In September 2019, Freeman had to rush Dani to urgent care in Columbus for a low temperature and other issues due to her cerebral palsy. Her husband was away for work and she’s didn’t trust taking her vehicle that far. A nurse who helps with Dani drove them to Columbus in her small Honda Civic, meaning there wasn’t room for Dani’s wheelchair.
The incident made Freeman realize she needed a better transportation option. They were at the hospital for 12 hours and Kala was on the phone most of the time contacting family and friends to see if anyone could help her get a wheelchair accessible vehicle. She then decided to start a GoFundMe page.
Before the year was up, they had hit the $5,000 goal. The money was used for purchase and repairs on a 1994 van with 118,000 miles from a local family. It had sat for a long time and had some mechanical and equipment issues. Unfortunately, it didn’t last.
When Freeman was contacted by CSS she was told they had a van to donate and it had a wheelchair lift. She was blown away when first seeing it on Thursday, especially the size.

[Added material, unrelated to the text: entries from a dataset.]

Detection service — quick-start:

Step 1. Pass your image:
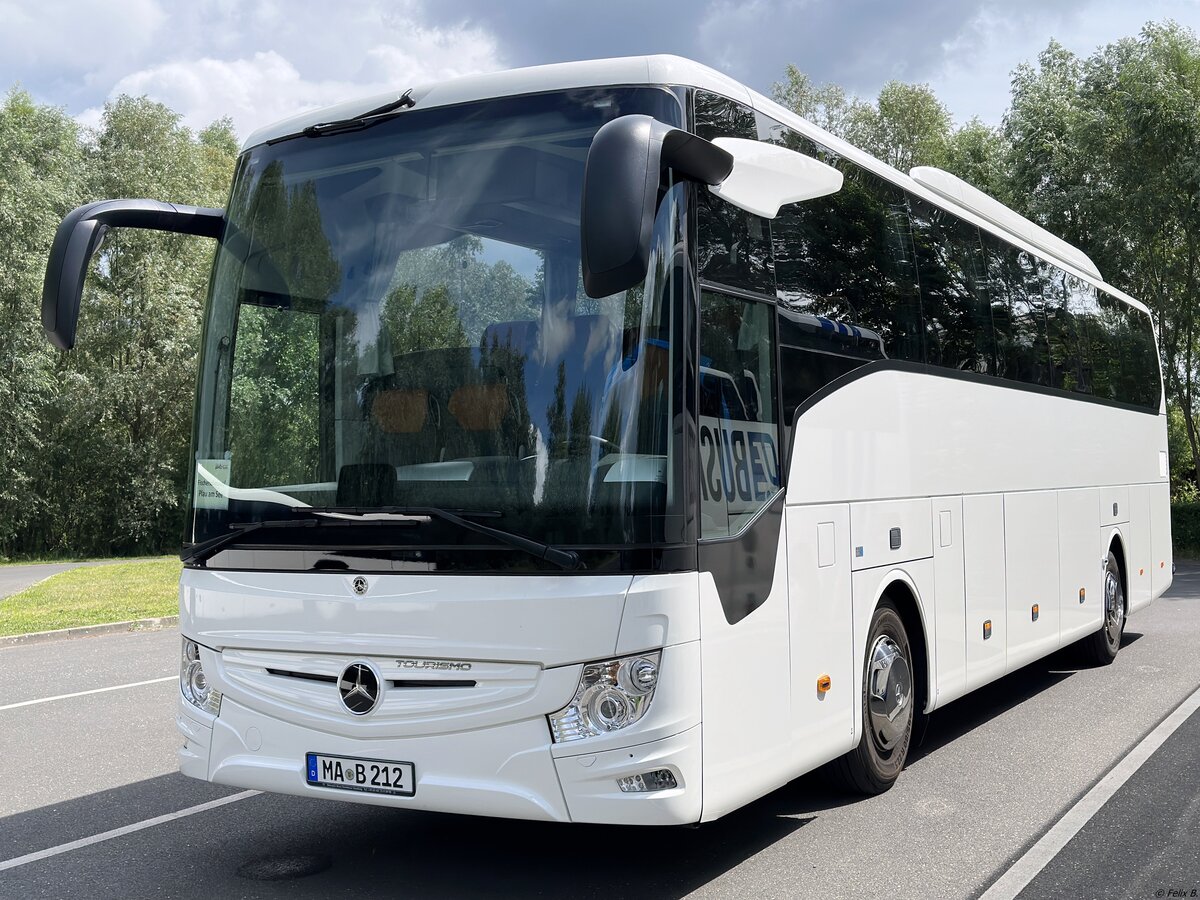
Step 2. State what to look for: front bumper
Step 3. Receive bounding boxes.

[176,697,701,824]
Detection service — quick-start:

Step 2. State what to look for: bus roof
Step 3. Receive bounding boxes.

[242,54,1150,314]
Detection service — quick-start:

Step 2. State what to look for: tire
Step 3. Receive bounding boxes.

[1079,553,1126,666]
[832,598,916,794]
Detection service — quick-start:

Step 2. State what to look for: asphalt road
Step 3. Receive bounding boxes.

[0,565,1200,900]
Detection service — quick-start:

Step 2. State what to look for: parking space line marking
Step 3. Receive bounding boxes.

[979,688,1200,900]
[0,791,262,872]
[0,676,179,713]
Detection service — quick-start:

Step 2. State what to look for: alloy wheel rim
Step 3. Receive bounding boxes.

[866,635,912,752]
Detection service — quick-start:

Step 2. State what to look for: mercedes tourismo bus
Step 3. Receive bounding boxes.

[43,56,1171,824]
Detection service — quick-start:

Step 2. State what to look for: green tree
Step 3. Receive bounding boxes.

[30,97,234,553]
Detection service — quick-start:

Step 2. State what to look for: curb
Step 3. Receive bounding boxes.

[0,616,179,647]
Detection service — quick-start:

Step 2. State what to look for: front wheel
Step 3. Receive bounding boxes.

[833,598,916,794]
[1080,553,1126,666]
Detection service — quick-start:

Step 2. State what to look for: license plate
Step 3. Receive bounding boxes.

[305,754,416,797]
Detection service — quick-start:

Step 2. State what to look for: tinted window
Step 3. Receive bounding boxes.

[696,91,775,294]
[1086,293,1159,409]
[772,160,922,360]
[1040,270,1096,394]
[910,198,993,374]
[983,234,1055,388]
[700,290,780,538]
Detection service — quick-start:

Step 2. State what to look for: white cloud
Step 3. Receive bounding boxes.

[77,5,503,136]
[929,0,1200,125]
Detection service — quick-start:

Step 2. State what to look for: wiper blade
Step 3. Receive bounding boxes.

[292,88,416,144]
[313,506,583,571]
[179,518,319,563]
[179,506,417,563]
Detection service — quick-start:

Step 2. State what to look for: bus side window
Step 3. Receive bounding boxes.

[908,197,993,376]
[772,157,923,361]
[696,91,775,294]
[700,290,780,538]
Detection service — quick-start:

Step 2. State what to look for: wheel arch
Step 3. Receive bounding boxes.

[872,578,937,713]
[1108,528,1129,614]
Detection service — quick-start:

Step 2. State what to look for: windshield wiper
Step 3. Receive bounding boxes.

[179,506,417,563]
[313,506,583,571]
[288,88,416,144]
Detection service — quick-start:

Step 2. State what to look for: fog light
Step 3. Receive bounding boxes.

[547,650,661,744]
[617,769,679,793]
[179,637,221,715]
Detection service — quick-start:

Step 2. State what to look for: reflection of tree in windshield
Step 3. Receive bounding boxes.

[228,162,342,486]
[390,235,542,352]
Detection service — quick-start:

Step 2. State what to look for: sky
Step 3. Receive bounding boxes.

[0,0,1200,137]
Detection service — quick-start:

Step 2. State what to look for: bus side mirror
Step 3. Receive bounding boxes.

[42,200,226,350]
[580,115,842,298]
[580,115,733,296]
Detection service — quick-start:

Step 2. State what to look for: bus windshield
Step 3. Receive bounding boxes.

[187,88,683,564]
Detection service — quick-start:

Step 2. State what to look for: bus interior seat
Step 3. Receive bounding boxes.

[337,462,396,508]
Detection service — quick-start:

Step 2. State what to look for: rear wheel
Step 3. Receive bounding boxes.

[1080,553,1126,666]
[833,598,916,794]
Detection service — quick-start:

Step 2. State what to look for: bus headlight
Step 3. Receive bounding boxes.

[179,637,221,715]
[547,650,662,744]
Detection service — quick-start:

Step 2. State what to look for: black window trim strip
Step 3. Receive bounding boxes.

[782,359,1163,484]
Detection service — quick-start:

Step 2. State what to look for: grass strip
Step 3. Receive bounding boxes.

[0,557,182,635]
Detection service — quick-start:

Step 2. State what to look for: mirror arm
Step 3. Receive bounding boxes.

[42,200,226,350]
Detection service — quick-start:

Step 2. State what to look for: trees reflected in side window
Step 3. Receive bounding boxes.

[696,91,775,294]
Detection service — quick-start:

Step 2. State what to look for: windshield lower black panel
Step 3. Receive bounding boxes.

[187,88,692,571]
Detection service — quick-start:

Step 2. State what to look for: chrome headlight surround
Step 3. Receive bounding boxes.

[546,650,662,744]
[179,637,221,715]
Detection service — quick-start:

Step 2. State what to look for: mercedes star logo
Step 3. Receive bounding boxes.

[337,662,379,715]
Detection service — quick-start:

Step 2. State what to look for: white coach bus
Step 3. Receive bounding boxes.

[43,56,1171,824]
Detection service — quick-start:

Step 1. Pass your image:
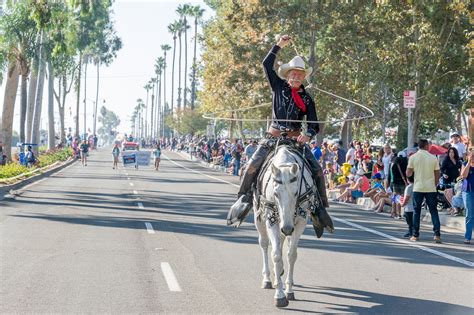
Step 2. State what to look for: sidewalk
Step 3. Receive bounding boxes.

[176,152,466,233]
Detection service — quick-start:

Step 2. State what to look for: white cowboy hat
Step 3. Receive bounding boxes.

[278,56,313,79]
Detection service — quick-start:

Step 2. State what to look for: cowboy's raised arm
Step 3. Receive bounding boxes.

[306,98,319,137]
[263,35,291,90]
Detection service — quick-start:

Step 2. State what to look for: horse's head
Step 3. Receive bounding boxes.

[272,163,300,235]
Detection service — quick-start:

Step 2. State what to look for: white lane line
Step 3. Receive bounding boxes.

[161,262,181,292]
[164,155,474,267]
[145,222,155,234]
[333,217,474,268]
[163,155,240,188]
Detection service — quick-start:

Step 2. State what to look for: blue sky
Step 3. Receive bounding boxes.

[0,0,212,137]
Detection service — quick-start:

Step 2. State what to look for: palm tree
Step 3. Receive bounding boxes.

[176,4,192,108]
[177,21,184,111]
[168,21,179,114]
[191,5,204,109]
[160,44,171,136]
[143,81,152,138]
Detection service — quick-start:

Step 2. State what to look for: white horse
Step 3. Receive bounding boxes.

[253,146,316,307]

“I said ‘well, it’s a bus and that’s what we need,’” Freeman said with a laugh. “We have six kids under 11. If we go out just somewhere to eat, we have to take two separate vehicles. With our old van being broken down that hasn’t been possible. Even before it was broken down, it was trying. It was hard to do that and have everybody comfortable.”
The new van couldn’t have come at a better time as Dani has outpatient surgery scheduled next week at Nationwide Children’s Hospital in Columbus. Dani has a sore on her tailbone to be debrided. It’s the first she’s had, but Freeman said her daughter’s skin is breaking down more as she gets older.
Dani also spent about a month at Nationwide in May because she was septic and had pneumonia. Trips to Columbus are frequent and Freeman had to borrow cars or find a ride most of the time. This has become harder as Freeman’s grandmother has cancer and Freeman’s mother has been helping to take care of her.
“Unless it’s a week to two weeks in advance and I say ‘Hey, can I use your vehicle to load (Dani) in and out of and to take her,’ sometimes it can be done, but other times it’s a lot harder to schedule it,” Freeman said.
Additionally, Dani is in fourth grade at Hopewell School for those with developmental disabilities. Because of COVID-19 worries, Dani hasn’t started classes at the building yet this year. Dani has to have a nurse with her at school. The nurse would also need to be present if Dani rides the bus, so it’s best for Freeman to transport her back and forth.
“If she’s more comfortable up in her chair and being able to be locked in and going, the transportation part is so much easier,” Freeman said. “If I have to pull over for something like to administer seizure medication or suction or clear her airway it’s so much easier to do when she’s sitting upright and in her chair.”
Freeman can’t express her appreciation enough to CSS and the local community for the support their family has received. The new van will change all their lives for the better.
“Thank you doesn’t even come close to it, because not only is this going to affect Danielle, but it’s going to affect our whole family. We’ll be able to take trips, go out to eat and do certain things we weren’t able to do with the whole group of us,” Freeman said.
[This article is used with the permission of the author, Leonard Hayhurst, who writes for the Coshocton Tribune.]